Visit 12 of the Best Castles in the Loire Valley
Situated at the heart of France, the Loire Valley beckons travelers with its captivating fusion of history, natural beauty, and cultural abundance. Often referred to as the "Garden of France" this picturesque region boasts an abundance of Renaissance chateaux, vineyard-covered landscapes, and quaint villages, offering an authentic and quintessentially French experience.
The Loire River, the lifeblood of the Loire Valley, stands as a testament to nature's grandeur. Winding its way for over 1,000 kilometers, this river graces more than a fifth of France's total land area with its majestic presence, earning its distinction as the longest river in the country. Along the banks of the Loire River, you'll find lush vineyards and charming towns, creating a visual feast for travelers and wine enthusiasts alike.

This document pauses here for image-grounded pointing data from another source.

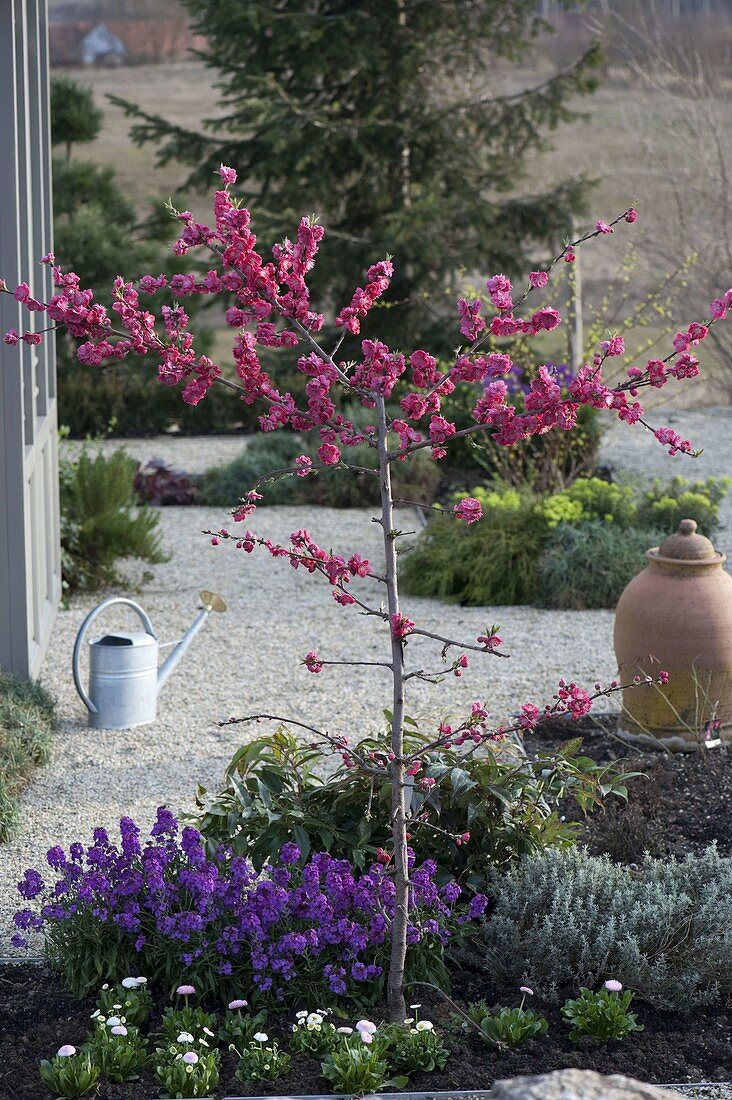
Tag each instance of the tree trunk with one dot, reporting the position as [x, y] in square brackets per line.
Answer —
[395, 1002]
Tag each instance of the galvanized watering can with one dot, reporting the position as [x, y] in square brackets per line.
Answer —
[123, 675]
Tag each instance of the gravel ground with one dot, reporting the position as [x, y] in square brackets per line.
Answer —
[246, 661]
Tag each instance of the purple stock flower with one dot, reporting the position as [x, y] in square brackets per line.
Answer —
[31, 884]
[319, 925]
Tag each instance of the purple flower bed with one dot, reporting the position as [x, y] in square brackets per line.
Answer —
[298, 928]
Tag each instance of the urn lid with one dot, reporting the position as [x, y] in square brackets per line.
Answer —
[688, 547]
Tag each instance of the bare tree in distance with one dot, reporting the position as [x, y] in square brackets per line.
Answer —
[683, 95]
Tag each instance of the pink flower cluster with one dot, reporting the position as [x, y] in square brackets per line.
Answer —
[271, 308]
[378, 278]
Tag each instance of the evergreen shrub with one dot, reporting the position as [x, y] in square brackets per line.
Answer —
[26, 716]
[100, 520]
[561, 920]
[574, 549]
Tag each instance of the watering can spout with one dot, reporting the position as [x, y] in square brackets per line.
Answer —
[211, 603]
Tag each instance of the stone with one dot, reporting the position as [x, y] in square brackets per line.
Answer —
[578, 1085]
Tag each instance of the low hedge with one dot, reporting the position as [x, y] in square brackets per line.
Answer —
[574, 549]
[26, 717]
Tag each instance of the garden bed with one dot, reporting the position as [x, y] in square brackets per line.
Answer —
[36, 1018]
[681, 804]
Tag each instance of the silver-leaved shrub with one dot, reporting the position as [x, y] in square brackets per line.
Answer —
[567, 919]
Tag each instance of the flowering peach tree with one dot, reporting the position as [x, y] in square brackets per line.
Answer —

Step into a living tapestry of history within the Loire Valley, where tales of Viking invasions from centuries past add layers of intrigue. The intrepid Viking Chief Hastein, navigating his longboats up the Loire River, left an indelible mark on historic cities such as Tours, Angers, and Nantes. The echoes of these remarkable adventures still reverberate within the valley's quaint streets and stately fortresses.
During our visit, we had the privilege of exploring twelve magnificent châteaux that grace this region. From the grandeur of Chateau Chambord to the elegance of Chateau Chenonceau, each chateau possesses its own unique charm and history. Our journey took us through the opulent interiors, meticulously maintained gardens, and rich cultural tapestry of these architectural treasures.
Before we proceed, let me give you two startling facts about French Chateaux; There are over 40,000 castles and fortresses in France dating from between the 9th and 21st centuries. And there are some 300 castles and fortresses in the 175-mile stretch of the river known as the Loire Valley. Gives you an idea of the amazing amount of history available to visit in France!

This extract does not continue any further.